According to Menon, Yang did not file further papers between February 19 and March 3. However, on March 3 Yang allegedly instituted urgent contempt of court proceedings against the appellants.
In response, on March 17, EMCU filed a counter-application and answering affidavit seeking several orders, including striking out Yang’s main application for want of prosecution, vacating the interim order granted earlier, dismissing both the main application and contempt proceedings as well as awarding costs against the VC on an attorney-and-client scale.
Yang opposed the counter-application through a replying affidavit filed on March 19, raising legal arguments based on the doctrine of unclean hands.
The matter was heard by the Industrial Court on March 24 before judgment was delivered Tuesday in Yang’s favour.
Being dissatisfied with the outcome, Menon, Dlamini and EMCU lodged an appeal and simultaneously sought urgent relief staying execution of the judgment under Rule 27 of the Industrial Court of Appeal Rules of 1997.
The appellants argued that although courts generally protected former employees from being denied benefits arising from judgments, the circumstances of their case differed because imprisonment was at stake.
According to Menon, Yang would suffer no prejudice if execution was stayed because he continued receiving remuneration and had reportedly been paid salaries until August, described as the last day of his employment.
“Us being in custody does not in any way prejudice his enjoyment of the fruits of the judgment,” Menon argued.
The appellants maintained that they faced irreparable harm that could not be remedied by costs if they were jailed before the appeal was finalised.
They further claimed that before the Industrial Court judgment was delivered, the chief immigration officer had already refused to cancel Yang’s work permit.
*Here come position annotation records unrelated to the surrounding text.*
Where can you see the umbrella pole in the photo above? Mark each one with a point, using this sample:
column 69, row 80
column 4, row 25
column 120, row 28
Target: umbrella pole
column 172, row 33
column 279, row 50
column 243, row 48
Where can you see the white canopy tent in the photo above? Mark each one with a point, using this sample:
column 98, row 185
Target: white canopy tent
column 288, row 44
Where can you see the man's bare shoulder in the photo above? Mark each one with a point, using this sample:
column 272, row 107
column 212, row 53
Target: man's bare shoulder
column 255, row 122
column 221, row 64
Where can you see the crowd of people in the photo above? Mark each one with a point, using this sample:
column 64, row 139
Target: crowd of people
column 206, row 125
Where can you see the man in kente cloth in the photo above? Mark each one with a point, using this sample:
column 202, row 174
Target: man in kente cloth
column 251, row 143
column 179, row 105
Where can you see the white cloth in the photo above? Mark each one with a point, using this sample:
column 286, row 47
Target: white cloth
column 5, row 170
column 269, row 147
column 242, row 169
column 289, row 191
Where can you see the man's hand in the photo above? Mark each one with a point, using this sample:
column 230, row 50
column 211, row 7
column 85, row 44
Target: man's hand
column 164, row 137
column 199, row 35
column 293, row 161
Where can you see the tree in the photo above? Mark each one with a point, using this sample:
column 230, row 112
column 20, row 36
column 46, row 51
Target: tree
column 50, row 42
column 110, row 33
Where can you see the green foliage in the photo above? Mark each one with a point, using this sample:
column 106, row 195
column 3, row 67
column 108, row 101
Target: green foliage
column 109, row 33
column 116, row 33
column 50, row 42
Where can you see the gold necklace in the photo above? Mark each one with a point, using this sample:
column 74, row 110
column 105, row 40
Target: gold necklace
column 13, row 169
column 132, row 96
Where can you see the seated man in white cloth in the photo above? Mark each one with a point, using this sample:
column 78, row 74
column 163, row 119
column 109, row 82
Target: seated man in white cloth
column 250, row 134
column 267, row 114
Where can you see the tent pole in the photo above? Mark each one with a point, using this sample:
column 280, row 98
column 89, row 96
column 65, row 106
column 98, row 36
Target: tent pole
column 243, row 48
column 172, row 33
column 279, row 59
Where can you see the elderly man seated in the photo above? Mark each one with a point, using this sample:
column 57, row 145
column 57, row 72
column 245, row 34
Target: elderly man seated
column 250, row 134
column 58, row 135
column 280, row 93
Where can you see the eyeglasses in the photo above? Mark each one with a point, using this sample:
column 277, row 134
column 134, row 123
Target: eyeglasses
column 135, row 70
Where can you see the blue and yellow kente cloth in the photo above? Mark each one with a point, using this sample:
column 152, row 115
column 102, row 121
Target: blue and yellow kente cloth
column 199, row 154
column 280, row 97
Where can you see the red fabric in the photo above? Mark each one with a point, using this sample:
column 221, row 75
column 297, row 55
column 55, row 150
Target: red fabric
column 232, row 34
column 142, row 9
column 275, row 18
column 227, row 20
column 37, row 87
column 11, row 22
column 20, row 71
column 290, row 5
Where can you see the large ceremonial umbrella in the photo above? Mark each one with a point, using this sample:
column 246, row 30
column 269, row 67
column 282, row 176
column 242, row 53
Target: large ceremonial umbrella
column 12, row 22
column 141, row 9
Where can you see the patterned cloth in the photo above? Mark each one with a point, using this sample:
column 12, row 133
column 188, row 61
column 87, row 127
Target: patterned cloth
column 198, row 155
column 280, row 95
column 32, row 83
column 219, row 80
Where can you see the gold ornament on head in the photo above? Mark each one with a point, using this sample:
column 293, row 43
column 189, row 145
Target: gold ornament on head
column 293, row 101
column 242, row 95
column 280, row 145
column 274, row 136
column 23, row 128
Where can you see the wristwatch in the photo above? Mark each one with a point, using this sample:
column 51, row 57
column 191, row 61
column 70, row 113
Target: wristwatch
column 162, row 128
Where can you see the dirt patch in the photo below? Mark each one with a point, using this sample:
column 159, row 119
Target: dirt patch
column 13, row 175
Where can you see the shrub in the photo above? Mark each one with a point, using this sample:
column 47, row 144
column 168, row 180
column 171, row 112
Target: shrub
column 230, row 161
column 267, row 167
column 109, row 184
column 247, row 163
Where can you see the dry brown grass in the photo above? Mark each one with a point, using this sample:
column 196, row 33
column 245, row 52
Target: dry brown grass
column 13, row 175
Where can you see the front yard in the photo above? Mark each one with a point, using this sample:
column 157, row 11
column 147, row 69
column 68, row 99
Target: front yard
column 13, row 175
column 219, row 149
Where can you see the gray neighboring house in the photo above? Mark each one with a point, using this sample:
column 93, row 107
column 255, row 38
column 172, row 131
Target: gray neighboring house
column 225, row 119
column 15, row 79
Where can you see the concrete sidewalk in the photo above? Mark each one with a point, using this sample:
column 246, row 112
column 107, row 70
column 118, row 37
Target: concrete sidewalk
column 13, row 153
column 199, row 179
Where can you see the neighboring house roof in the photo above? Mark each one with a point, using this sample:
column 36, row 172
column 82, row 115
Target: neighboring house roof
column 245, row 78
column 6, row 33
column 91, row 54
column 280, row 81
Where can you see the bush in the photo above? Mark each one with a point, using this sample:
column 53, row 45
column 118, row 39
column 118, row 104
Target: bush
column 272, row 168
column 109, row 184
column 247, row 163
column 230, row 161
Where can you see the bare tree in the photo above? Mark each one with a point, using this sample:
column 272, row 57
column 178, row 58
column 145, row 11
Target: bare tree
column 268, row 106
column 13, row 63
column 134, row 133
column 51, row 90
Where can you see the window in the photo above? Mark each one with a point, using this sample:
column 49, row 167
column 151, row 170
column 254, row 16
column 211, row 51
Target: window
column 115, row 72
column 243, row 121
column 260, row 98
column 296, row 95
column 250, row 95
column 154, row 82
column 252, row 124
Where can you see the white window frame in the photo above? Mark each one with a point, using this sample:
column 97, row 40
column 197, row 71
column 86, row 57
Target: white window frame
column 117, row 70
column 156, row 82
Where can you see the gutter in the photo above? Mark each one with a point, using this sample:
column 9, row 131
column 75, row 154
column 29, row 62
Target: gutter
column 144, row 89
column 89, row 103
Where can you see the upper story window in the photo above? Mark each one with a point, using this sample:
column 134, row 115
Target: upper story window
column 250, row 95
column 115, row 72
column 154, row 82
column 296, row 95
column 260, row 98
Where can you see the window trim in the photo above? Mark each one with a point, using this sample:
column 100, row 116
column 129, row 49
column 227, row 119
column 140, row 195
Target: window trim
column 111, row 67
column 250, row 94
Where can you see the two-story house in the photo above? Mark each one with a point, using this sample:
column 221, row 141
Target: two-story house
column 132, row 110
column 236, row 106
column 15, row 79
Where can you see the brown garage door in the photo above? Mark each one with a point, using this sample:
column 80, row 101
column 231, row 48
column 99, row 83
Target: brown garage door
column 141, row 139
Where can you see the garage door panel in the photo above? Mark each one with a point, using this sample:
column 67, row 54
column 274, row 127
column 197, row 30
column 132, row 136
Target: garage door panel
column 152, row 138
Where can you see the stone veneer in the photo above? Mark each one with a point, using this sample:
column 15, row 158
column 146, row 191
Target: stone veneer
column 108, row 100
Menon submitted that had Yang disclosed his interactions with immigration authorities, the court may not have issued the contested order.
The appellants also argued that the Industrial Court erred in concluding that the contempt of court order had been established.
They were adamant that EMCU did not terminate Yang’s employment contract despite the earlier court order and argued that any dispute over changed employment conditions should have been pursued through a different legal process.
“The order for contempt was therefore not justified under the circumstances,” Menon said, adding that courts should not be seen to be micromanaging the administrative affairs of employers.
The appeal additionally challenged the Industrial Court’s reliance on the doctrine of unclean hands, with the appellants arguing that the court failed to consider delays in prosecuting the original urgent application launched in December 2025.
The appellants also disputed punitive costs awarded against them, insisting there was no malice because Yang continued receiving salary payments.
“Had there been malice on the part of the appellants, the appellants would have simply paid remuneration up to March,” Menon argued.
The urgent application before the Industrial Court of Appeal seeks orders waiving normal court procedures due to urgency, condoning non-compliance with prescribed time limits, staying execution of the judgment delivered on May 19 and enrolling the appeal for an expedited hearing.
The application was set down for hearing today with the appellants warning that failure to obtain relief could result in imprisonment after today before their appeal is already determined.